Seve was also known for providing some of the best quotes in sports.

Back in 1986 at the Masters in Augusta, Georgia, Seve suffered one of the worst indignities a professional golfer can endure. He took four putts on one of the greens. Normally, a pro is expected to take no more than two putts per green. A three-putt is a disaster. A four-putt is unthinkable! After his round, Seve was asked by a reporter about that terrible hole and how he had managed to create such an embarrassing mess. His answer, spoken in heavily accented English, was simple: “I miss. I miss, I miss. I make.”

Well, by now you’re likely wondering where all this is going here on another new Monday. What does the Apostle Paul have to do with the Hall of Fame golfer Seve?

In Romans 7, Paul is writing about his own life and intense struggles as a believer. And what he records here is, frankly, hard to imagine. In fact, many Biblical commentators, convinced that these words can’t possibly be applied to a true believer, have argued that Paul is speaking of his life before He met Christ. The assumption is that no believer, and especially not a ‘hall of fame’ Christian like Paul, could ever describe his life in such stark terms.

Yet, this is precisely what the Apostle is doing! He is, in fact, telling the world about his daily battle to walk faithfully with His Savior and Lord as a Christian.

What Paul writes here is as unexpected as it is blunt. In embarrassingly honest language, we learn that this great man of faith experienced many ‘misses.’ Despite knowing the right thing to do, he would often fail to obey. As he states in verse 19, there were many times when he practiced “the very thing that I hate.”

As we track with him though verses 18-24, there is even the obvious evidence of despair in his voice, culminating in the heartrending cry, “Wretched man that I am!” To put it in Seve’s plain terms, Paul is telling us that when it comes to obedience to Christ, “I miss. I miss. I miss.”

I wonder how many of us can relate to such an honest admission about the nature of our life as a believer?

It’s no mystery why these inspired words from the Apostle Paul have supplied generations of Christians with both encouragement and hope. Simply knowing that a believer of the stature of Paul so frequently (and desperately!) struggled with daily obedience is comforting to each of us who can relate to such persistent inconsistency! How often our story is one of our ‘misses,’ not of our ‘makes.’

Yet, this is not all that the Apostle says!

Having laid out his Christian life in such brutal honesty, Paul concludes with the glorious announcement found in verse 25. The answer to the desperate cry of his heart, “Who will deliver me?” (v. 24), is “Thanks be to God through Jesus Christ our Lord!

Yes, it’s true that Paul, like each of us, missed, and missed, and missed yet again. But then, in the midst of all of that missing, there was Christ His Lord!

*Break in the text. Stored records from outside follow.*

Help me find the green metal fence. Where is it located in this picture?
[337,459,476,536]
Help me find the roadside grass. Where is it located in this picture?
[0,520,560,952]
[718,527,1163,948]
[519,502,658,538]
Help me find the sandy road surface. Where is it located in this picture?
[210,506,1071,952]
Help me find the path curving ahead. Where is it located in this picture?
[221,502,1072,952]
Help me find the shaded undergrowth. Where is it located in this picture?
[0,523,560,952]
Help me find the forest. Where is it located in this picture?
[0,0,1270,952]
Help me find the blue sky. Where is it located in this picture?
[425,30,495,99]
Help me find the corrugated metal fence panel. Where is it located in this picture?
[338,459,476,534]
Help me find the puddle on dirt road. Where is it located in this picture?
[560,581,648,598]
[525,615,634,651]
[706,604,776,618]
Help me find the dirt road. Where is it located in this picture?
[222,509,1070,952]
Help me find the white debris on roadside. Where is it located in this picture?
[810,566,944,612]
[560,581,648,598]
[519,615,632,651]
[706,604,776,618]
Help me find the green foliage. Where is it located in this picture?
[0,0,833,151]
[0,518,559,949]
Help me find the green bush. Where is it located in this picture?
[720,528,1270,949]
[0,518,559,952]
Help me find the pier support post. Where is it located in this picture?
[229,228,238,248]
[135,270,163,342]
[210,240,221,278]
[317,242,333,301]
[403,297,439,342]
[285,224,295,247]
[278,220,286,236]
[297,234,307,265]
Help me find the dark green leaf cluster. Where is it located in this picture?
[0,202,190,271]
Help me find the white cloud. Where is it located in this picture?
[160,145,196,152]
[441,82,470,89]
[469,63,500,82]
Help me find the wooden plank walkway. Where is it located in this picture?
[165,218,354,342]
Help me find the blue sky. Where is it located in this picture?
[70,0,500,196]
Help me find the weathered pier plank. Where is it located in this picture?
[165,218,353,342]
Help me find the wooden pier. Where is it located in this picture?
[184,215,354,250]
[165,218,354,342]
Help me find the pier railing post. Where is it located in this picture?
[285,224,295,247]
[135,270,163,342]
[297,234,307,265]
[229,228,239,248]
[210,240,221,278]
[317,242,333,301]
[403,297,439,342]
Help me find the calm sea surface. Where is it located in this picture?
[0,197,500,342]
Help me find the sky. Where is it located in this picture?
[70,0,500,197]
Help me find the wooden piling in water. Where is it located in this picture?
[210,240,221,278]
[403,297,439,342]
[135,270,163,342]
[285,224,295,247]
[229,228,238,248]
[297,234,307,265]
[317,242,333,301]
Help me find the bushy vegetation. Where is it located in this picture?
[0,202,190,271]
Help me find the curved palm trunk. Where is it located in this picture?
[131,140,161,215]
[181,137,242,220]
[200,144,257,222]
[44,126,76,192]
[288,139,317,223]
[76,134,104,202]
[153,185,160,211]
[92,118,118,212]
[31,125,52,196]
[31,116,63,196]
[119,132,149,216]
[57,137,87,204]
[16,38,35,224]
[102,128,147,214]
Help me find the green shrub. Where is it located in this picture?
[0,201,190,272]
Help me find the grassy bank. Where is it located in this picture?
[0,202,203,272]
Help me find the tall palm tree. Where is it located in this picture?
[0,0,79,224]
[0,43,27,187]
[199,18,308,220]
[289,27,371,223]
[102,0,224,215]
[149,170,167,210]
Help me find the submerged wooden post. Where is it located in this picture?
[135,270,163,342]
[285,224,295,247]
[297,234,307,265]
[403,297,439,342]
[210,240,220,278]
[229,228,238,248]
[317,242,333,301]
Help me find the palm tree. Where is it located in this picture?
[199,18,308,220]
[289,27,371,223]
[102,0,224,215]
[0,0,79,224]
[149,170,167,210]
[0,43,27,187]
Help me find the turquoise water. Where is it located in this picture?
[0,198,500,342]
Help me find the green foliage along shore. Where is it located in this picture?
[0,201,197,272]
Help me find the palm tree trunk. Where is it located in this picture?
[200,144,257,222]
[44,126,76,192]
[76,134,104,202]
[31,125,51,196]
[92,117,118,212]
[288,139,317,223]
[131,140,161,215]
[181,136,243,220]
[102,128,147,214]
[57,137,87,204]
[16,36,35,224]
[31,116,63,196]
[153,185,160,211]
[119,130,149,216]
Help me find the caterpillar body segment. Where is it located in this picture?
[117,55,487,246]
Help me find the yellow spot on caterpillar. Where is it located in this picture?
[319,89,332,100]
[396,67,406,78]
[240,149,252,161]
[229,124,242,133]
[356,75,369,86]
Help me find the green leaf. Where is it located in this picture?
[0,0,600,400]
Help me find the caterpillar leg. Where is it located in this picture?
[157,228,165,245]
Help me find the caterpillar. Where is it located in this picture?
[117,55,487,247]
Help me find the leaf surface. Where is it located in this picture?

In Him, the One whose blood atoned for his sins and whose righteousness covered his transgressions, Paul triumphed! Day by day, oftentimes imperceptibly, the Apostle was, indeed, becoming holy and obedient. The pathway of his sanctification, often arduous and frustratingly circuitous, was nonetheless aimed in the right direction! There were, to be sure, many ‘misses’ along the way. But as sure as the sunrise, there would be that Day when he would ‘make’! His journey to Christ-likeness would be completed as guaranteed by the promises of God:

And I am sure of this, that he who began a good work in you will bring it to completion at the day of Jesus Christ” (Philippians 1:6) and . . .

for it is God who works in you, both to will and to work for his good pleasure” (Philippians 2:13).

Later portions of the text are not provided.